Sometimes, previous endodontic treatment or pretreatment to a tooth may fail to heal. The most common surgical endodontic treatment is called an apicoectomy. This procedure is performed when an endodontist opens the gum tissue to expose the underlying bone and remove any infected or inflamed tissue along with a portion of the root. Then a small filling may be placed to seal the end of the root, and the gum tissue can be sutured back in place. Over a period of time, the bone can heal back around the end of the root. Other surgeries may include treating damaged roots or perforations. Your endodontist will be happy to discuss the specific type of surgery designed to help save your tooth and your chances for success so that you can make an informed decision.
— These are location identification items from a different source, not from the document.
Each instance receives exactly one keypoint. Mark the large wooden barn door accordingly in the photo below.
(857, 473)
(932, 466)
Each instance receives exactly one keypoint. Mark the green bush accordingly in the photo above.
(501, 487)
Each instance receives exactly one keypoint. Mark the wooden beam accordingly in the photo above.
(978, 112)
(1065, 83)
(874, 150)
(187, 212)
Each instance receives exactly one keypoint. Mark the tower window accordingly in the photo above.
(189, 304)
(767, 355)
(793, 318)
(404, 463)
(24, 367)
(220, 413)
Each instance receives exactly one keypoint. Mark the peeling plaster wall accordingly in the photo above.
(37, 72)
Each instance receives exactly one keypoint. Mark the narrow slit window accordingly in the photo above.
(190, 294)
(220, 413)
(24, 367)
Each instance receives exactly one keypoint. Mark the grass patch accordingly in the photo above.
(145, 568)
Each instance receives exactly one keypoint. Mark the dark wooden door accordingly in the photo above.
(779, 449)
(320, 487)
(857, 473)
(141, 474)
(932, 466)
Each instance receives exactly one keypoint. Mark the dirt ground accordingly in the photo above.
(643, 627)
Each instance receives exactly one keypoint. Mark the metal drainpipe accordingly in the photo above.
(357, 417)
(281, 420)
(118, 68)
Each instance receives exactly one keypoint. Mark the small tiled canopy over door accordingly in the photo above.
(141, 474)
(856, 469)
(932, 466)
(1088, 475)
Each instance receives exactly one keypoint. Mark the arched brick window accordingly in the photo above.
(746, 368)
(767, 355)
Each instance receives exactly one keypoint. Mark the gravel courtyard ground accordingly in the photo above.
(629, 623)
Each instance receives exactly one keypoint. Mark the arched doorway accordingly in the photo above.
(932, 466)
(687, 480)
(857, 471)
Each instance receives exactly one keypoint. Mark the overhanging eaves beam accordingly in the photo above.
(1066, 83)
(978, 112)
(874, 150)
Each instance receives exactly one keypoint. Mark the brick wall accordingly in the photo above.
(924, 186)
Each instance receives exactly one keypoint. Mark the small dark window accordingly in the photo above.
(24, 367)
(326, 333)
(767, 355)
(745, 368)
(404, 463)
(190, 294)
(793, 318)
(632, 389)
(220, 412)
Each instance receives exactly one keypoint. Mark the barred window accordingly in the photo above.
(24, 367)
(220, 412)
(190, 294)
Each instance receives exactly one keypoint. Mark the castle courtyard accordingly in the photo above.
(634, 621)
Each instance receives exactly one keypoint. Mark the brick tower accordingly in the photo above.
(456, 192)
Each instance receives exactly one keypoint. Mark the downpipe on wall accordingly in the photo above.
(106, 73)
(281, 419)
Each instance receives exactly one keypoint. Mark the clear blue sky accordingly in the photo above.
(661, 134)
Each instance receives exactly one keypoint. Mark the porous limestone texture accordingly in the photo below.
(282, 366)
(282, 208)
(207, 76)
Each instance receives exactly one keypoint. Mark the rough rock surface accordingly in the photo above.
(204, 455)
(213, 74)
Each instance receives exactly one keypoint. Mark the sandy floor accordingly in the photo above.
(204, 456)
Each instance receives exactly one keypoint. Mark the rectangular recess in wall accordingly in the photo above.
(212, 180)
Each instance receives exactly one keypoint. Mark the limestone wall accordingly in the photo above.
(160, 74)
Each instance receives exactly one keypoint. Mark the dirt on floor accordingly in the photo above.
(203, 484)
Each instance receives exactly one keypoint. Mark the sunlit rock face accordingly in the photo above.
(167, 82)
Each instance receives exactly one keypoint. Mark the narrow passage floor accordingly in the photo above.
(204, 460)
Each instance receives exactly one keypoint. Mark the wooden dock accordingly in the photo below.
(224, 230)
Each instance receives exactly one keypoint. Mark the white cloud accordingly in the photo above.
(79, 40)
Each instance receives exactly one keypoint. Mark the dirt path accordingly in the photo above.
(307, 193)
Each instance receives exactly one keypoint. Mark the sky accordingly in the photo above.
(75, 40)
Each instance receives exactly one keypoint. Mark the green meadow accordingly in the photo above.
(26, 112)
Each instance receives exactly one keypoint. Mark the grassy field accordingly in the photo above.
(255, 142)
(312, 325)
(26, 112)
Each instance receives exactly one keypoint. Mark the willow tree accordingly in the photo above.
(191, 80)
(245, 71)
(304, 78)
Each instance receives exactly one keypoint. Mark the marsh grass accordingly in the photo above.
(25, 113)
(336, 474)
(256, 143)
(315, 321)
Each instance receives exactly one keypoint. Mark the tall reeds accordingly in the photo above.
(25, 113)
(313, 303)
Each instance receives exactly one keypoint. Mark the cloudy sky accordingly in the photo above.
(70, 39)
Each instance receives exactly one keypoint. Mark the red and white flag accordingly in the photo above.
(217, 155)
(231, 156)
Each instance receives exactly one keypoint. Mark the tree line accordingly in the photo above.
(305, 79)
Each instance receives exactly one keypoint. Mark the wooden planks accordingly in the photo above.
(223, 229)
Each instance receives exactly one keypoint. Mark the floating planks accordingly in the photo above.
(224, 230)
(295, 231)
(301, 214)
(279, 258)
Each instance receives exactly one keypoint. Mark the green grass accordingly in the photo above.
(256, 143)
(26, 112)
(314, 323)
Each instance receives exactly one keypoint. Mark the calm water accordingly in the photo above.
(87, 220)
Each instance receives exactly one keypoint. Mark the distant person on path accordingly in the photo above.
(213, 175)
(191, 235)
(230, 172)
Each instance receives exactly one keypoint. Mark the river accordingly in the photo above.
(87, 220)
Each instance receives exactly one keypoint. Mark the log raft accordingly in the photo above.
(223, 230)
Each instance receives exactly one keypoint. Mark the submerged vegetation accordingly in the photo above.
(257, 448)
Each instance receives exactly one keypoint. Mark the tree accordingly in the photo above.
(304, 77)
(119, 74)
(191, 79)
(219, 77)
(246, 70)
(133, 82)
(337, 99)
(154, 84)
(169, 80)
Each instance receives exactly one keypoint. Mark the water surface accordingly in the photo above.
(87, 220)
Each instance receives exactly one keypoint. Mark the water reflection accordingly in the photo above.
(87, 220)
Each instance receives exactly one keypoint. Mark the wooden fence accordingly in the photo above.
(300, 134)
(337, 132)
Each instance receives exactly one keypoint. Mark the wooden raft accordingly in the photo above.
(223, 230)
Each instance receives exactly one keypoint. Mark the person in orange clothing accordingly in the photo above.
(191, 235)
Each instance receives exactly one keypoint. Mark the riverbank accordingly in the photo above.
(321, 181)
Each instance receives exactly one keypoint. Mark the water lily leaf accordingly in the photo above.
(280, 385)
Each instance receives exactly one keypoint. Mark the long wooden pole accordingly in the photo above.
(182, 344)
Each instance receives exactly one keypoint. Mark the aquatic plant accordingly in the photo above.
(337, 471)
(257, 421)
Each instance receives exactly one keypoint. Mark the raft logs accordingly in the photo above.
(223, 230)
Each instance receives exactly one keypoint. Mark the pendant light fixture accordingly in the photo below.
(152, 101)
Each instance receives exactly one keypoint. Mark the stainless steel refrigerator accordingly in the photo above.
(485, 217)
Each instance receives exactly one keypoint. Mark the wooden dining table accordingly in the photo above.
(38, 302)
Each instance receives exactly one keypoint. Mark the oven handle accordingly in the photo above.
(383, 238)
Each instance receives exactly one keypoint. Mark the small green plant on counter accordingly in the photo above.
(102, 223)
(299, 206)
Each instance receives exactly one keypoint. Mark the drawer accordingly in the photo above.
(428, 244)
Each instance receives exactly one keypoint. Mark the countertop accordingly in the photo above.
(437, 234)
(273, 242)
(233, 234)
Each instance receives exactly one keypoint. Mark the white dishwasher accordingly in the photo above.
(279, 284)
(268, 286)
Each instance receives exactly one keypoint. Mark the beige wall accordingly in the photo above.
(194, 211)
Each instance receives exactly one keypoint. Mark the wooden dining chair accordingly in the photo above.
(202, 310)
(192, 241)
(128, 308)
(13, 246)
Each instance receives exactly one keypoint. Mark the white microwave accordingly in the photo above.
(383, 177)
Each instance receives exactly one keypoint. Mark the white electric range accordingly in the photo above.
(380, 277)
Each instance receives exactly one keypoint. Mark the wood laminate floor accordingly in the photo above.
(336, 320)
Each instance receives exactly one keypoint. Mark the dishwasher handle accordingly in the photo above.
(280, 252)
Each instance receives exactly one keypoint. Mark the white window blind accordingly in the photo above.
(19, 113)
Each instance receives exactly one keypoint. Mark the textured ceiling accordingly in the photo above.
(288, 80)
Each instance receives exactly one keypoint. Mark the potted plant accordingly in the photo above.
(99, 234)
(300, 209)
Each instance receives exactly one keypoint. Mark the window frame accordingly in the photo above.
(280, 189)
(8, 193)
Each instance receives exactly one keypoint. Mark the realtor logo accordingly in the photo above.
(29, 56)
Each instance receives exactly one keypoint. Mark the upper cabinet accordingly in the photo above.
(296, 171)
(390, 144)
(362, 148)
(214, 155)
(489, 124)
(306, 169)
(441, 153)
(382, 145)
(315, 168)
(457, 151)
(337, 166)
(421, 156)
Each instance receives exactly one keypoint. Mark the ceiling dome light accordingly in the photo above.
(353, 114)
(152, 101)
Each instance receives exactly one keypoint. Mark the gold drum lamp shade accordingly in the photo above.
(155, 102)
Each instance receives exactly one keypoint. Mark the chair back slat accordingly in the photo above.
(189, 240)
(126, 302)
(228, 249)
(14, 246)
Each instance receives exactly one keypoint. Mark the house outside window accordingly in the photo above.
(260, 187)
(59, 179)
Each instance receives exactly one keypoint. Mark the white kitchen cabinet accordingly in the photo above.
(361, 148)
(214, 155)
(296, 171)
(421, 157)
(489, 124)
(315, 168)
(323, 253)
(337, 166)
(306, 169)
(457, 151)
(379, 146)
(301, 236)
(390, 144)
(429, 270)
Will the treatment be painful?
We will take every measure to ensure that your procedure is in no way uncomfortable or painful. If treatment is needed, we will inject a small amount of anesthesia to gently numb a concentrated area of your mouth. For most patients, the feeling of numbness usually subsides after 2-3 hours.
Will I need to return to your office for follow-ups after the procedure is finished?
Yes, for most root canal treatments, we recommend that patients return to the office 6 months after the procedure was finished. Our office will send a reminder notice to you when you are due for a recall appointment.